Amazon.com Review
Making Diversity Work offers fresh and fascinating ideas for reducing bias--one person at a time. "Bias lies in every heart and mind--it is also where the answers lie," writes diversity expert Sondra Thiederman. By focusing on the individual, rather than the organization, she defines a powerful focus for bias busting in the workplace. Racial and sexual bias costs big bucks warns Thiederman, citing litigation, lowered sales, and loss of employees and customers. Using case studies, politically incorrect questions, and insightful strategies, she guides readers through "the discomfort of self discovery."
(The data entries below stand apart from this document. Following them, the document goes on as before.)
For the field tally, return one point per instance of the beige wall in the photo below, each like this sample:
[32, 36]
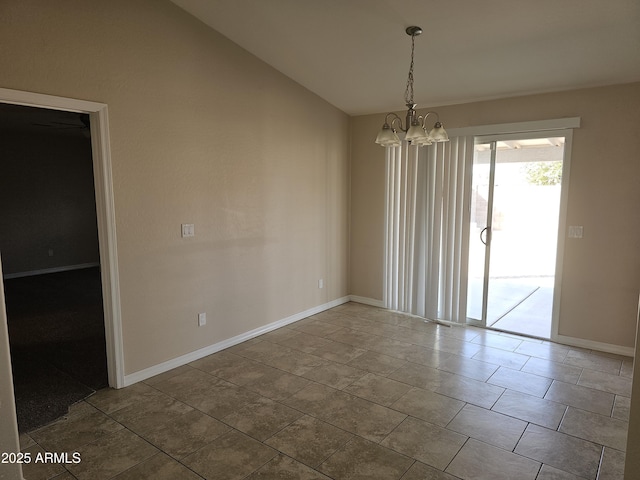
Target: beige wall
[47, 201]
[601, 272]
[632, 459]
[201, 132]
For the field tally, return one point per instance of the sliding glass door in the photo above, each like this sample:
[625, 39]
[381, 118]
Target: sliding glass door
[514, 217]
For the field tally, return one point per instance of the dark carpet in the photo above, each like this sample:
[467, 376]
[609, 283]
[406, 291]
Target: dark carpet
[57, 340]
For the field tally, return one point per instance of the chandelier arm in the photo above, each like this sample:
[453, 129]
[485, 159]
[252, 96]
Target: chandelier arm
[431, 113]
[395, 118]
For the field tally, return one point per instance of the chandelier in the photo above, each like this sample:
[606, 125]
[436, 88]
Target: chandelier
[415, 126]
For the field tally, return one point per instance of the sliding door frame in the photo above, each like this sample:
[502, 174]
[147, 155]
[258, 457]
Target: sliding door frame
[567, 134]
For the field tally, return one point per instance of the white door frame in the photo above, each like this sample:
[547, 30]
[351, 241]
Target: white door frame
[103, 185]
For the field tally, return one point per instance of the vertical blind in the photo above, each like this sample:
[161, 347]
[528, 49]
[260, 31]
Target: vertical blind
[426, 240]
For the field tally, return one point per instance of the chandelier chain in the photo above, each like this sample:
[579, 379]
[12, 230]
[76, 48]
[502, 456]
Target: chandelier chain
[408, 93]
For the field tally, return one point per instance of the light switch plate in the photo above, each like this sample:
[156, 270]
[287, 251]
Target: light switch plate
[576, 232]
[188, 230]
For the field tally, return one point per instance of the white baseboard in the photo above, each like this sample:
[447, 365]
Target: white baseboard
[366, 301]
[45, 271]
[593, 345]
[216, 347]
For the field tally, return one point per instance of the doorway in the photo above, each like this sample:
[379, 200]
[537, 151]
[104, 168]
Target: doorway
[100, 147]
[514, 226]
[51, 263]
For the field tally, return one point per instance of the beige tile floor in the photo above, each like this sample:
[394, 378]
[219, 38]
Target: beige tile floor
[357, 393]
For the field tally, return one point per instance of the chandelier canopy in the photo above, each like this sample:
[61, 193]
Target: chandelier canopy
[415, 126]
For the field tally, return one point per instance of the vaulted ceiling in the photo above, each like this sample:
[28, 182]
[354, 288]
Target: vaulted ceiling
[355, 53]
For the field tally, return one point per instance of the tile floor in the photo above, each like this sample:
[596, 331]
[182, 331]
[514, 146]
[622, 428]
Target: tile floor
[357, 393]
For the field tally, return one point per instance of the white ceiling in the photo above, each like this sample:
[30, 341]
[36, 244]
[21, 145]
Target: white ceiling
[355, 53]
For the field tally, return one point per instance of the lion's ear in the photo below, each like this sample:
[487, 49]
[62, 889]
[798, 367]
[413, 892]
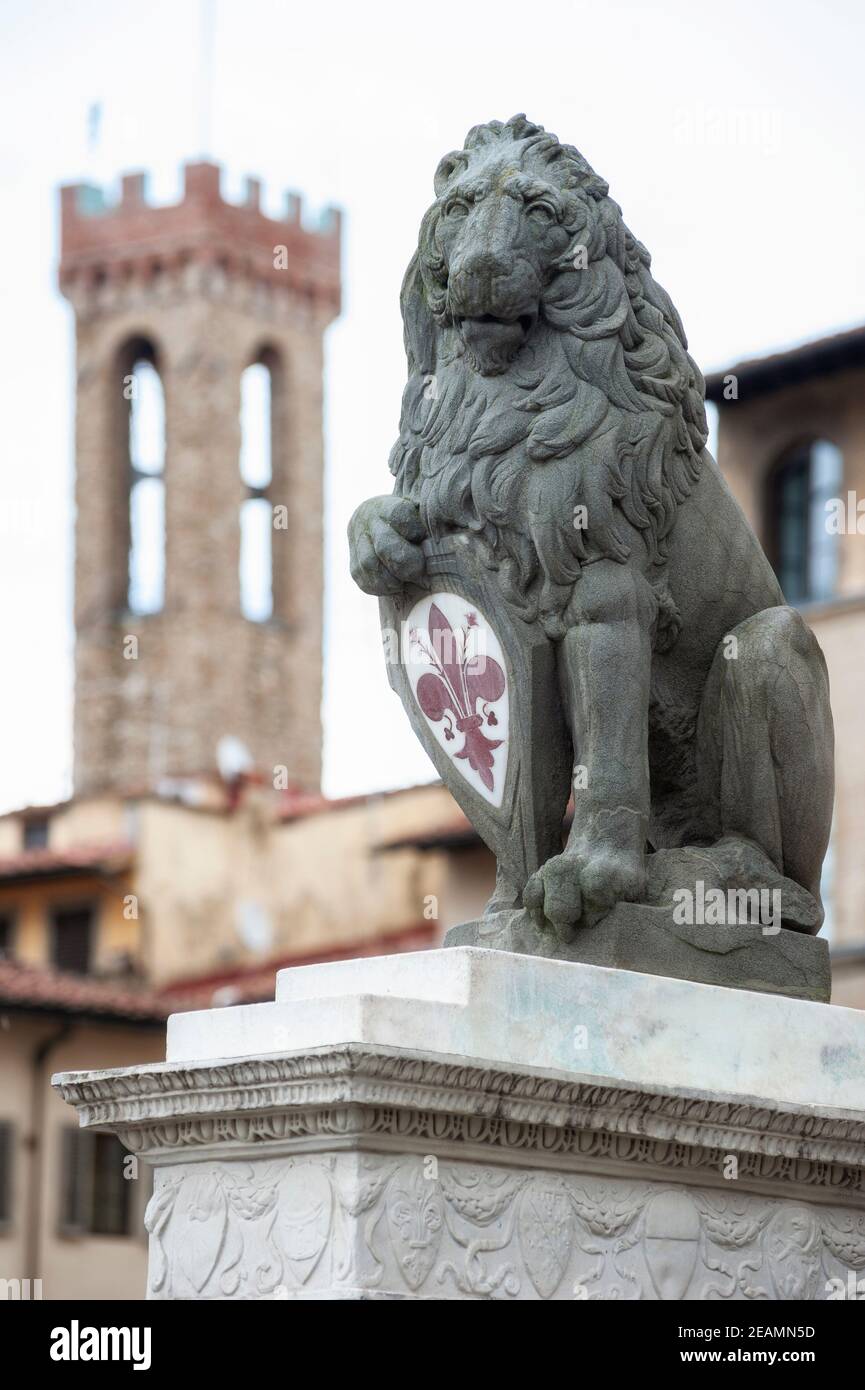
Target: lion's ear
[417, 324]
[447, 168]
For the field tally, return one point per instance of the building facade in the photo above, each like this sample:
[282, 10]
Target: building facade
[791, 445]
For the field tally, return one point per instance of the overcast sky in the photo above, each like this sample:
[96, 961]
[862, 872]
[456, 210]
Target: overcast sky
[732, 136]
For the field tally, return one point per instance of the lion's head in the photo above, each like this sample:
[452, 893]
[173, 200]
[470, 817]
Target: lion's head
[533, 327]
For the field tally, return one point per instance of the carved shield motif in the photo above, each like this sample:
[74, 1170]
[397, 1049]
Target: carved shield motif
[480, 688]
[794, 1243]
[415, 1222]
[672, 1241]
[303, 1219]
[202, 1207]
[545, 1230]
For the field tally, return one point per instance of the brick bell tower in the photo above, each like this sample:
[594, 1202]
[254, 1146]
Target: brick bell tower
[193, 295]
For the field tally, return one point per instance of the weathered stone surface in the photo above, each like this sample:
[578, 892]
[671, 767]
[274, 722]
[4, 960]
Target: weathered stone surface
[554, 496]
[637, 937]
[612, 1136]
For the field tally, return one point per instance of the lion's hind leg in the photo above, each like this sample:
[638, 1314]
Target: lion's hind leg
[765, 742]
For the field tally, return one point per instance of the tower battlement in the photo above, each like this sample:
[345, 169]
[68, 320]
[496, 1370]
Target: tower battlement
[111, 243]
[199, 291]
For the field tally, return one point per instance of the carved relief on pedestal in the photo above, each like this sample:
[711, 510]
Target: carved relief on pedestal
[420, 1228]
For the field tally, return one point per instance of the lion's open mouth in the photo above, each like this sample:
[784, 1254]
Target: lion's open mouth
[494, 342]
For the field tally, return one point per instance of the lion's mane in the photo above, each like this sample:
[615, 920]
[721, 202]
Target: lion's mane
[602, 409]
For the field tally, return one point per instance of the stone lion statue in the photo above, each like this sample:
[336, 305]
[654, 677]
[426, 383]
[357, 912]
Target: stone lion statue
[554, 416]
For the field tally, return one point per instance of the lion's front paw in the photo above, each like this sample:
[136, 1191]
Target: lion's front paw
[384, 541]
[581, 884]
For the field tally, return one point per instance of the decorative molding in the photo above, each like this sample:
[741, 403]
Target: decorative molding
[358, 1094]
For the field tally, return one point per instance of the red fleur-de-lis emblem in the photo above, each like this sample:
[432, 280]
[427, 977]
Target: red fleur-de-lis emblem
[455, 685]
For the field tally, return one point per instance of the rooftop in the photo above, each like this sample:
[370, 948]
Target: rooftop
[819, 357]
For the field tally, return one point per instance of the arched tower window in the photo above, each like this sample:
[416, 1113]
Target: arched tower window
[143, 392]
[805, 552]
[256, 473]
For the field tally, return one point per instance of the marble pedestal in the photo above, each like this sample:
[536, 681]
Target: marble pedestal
[469, 1123]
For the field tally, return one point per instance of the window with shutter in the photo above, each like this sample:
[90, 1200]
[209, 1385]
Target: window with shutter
[6, 1173]
[7, 930]
[96, 1197]
[73, 938]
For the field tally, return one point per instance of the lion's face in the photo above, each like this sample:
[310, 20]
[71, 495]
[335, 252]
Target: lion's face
[502, 231]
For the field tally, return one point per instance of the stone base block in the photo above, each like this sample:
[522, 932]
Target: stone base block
[467, 1123]
[636, 937]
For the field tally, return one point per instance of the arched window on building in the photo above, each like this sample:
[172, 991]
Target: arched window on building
[804, 551]
[256, 509]
[143, 391]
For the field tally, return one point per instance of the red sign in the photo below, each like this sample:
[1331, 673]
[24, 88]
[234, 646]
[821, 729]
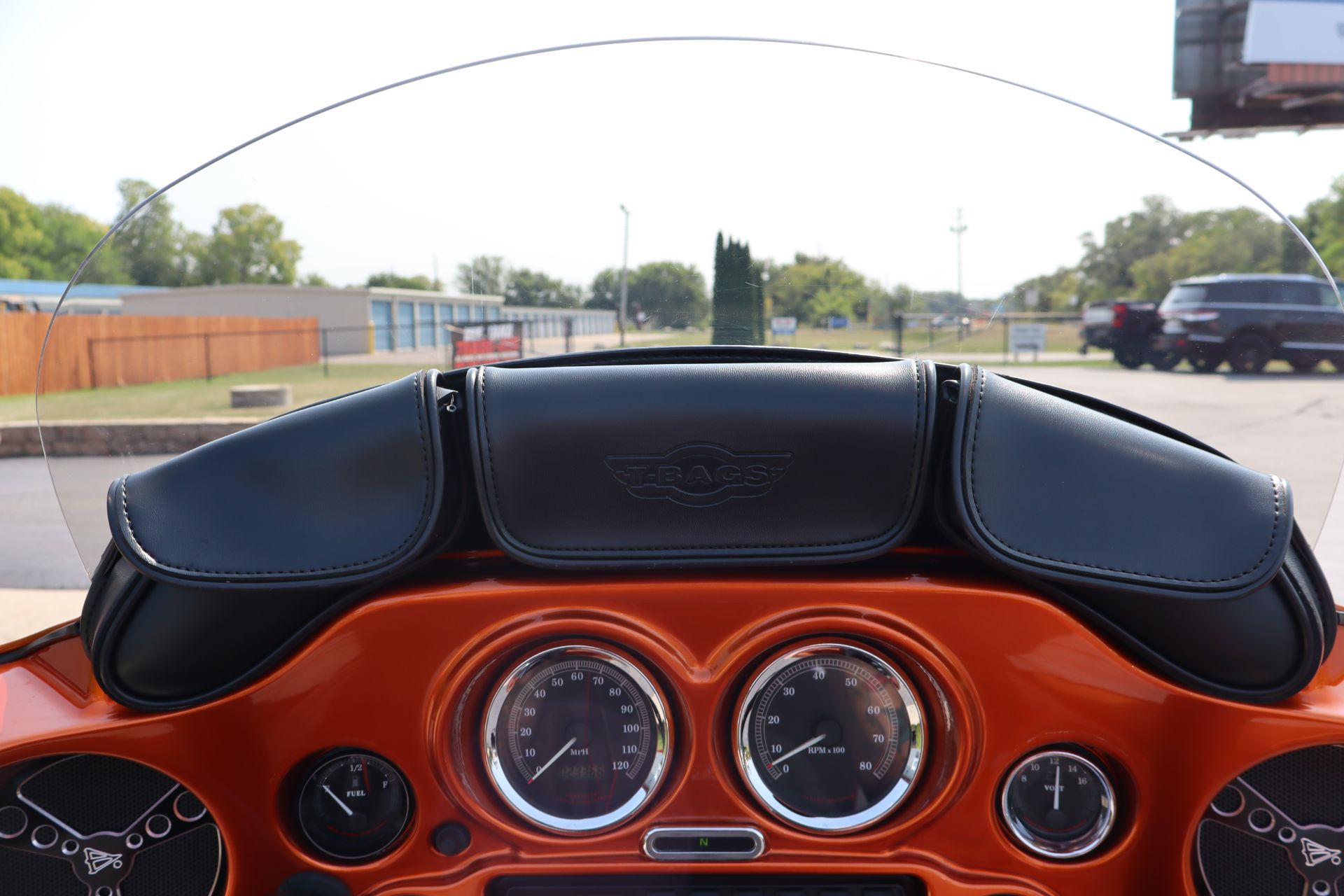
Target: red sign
[487, 343]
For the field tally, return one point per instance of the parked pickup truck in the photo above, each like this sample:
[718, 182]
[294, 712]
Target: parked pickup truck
[1129, 331]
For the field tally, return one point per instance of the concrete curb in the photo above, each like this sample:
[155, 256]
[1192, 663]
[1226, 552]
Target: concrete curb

After detailing how biases are learned, Thiederman introduces seven steps to prevent bias from blocking and distorting your work relationships. The book's centerpiece is a brilliant discussion of how to manage "gateway events,"(for example, hearing an inappropriate comment or being treated with a biased behavior) and start a conversation about sticky diversity issues. This brave and groundbreaking analysis should define the direction of diversity training for decades to come. --Barbara Mackoff
From Publishers Weekly
Thiederman, a speaker on workplace diversity and author of Profiting in America's Multicultural Marketplace, offers practical ways everyone can be more aware of their biases, stereotypes and negative attitudes. It's essential, according to the author, that everyone, from low-level employee to business owner and executive, be more mindful of diversity in order to communicate more effectively, manage others and be more successful at work. Biases hurt everyone because they hinder decision making, hiring and keeping workers. "One of the really creepy things about biases is that they can easily become self-fulfilling prophecies. If a manager believes that an employee has a certain characteristic, darn if she doesn't find a way to make that characteristic come true." The author offers concrete steps to combat biases, including dissecting those biases and "putting them through triage." Thiederman uses her own experiences as well as those of others who give firsthand accounts. The writing is clear, and her approach is textbook-like with chapter summaries and sidebars emphasizing key points. In the end, this is a levelheaded examination of this important topic, which is already covered in many other books.